Hundreds of the New York Jewish community’s leading volunteer fund-raisers, concerned with financing the resettlement of emigrating Soviet Jews and other urgent humanitarian programs and institutions in Israel, in distress zones overseas and in the Metropolitan area, rallied today at the Winter Garden Theater in Times Square, Manhattan.
They started organizing the most widespread mass solicitation effort ever undertaken among Jewish residents of the five boroughs, Westchester and Long Island. Carol Channing, Herschel Bernardi, Elly Stone and Cantor David Kusevitsky starred in “We Are One,” a dramatic and musical spectacle expressing the theme of the mass campaign initiated at today’s gathering.
Extending through April, May and June, the drive will involve 25,000 volunteers aiming at achieving in full the $280 million-goal of the Metropolitan area’s Israel Emergency Fund and coordinated campaigns of the United Jewish Appeal of Greater New York and Federation of Jewish Philanthropies. Some $160 million has been raised since the joint effort to meet overseas and local needs began in the wake of the Yom Kippur War.
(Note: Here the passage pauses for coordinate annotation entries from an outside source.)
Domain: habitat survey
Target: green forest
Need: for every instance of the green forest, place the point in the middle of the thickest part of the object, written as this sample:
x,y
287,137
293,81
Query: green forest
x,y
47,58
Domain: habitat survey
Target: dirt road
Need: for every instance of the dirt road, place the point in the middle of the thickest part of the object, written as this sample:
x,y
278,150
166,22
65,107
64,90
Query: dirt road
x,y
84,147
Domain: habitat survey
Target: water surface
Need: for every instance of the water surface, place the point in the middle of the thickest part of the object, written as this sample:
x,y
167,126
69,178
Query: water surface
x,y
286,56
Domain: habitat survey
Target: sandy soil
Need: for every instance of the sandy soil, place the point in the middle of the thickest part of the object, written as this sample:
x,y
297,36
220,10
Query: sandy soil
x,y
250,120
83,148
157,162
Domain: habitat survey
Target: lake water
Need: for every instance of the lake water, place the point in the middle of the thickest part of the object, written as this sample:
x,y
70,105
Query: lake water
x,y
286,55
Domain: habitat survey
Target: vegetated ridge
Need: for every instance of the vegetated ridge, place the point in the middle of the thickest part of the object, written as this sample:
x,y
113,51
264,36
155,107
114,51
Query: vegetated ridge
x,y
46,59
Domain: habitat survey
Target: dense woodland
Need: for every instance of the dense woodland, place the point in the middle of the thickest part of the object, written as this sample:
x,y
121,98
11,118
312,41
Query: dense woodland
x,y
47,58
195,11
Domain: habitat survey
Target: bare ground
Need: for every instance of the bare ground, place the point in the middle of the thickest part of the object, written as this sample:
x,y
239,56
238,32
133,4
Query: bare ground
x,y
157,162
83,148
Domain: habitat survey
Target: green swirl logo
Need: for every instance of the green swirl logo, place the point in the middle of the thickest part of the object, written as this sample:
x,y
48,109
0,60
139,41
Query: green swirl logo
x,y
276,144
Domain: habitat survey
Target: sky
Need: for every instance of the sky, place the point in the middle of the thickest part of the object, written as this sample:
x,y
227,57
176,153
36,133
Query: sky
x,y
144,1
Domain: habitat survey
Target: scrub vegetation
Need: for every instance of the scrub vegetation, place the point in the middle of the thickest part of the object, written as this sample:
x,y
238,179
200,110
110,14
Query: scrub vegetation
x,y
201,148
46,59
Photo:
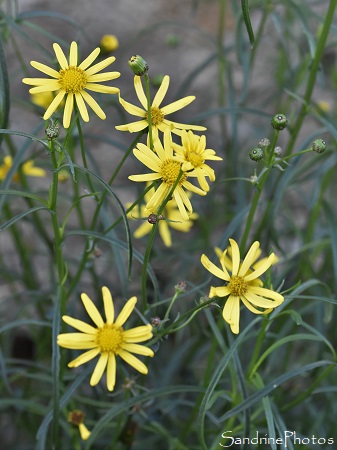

The mass solicitation effort is headed by former Congressman Herbert Tenzer, a co-chairman of the coordinated UJA-Federation campaigns. He said its objective is to reach every one of more than 750,000 Jewish families believed to be living in New York City and Westchester. Nassau and Suffolk Counties. He estimated that as many as 200,000 families have contributed towards the amount already raised.
“We are deeply conscious,” Tenzer told an audience of 1500 at the Winter Garden, “that this mass effort must represent a significant step forward in our continuing struggle to assure the survival of the Jewish people. It will go forward in every industry and profession, in every neighbor-hood and every community, until we can be certain that everyone who is able is given the opportunity to add his contribution to our coordinated campaign.” Tenzer said the cost of transportation, housing, aid on arrival and other necessary assistance for Soviet Jews has risen to $40,250 per family from $35,000 a year ago.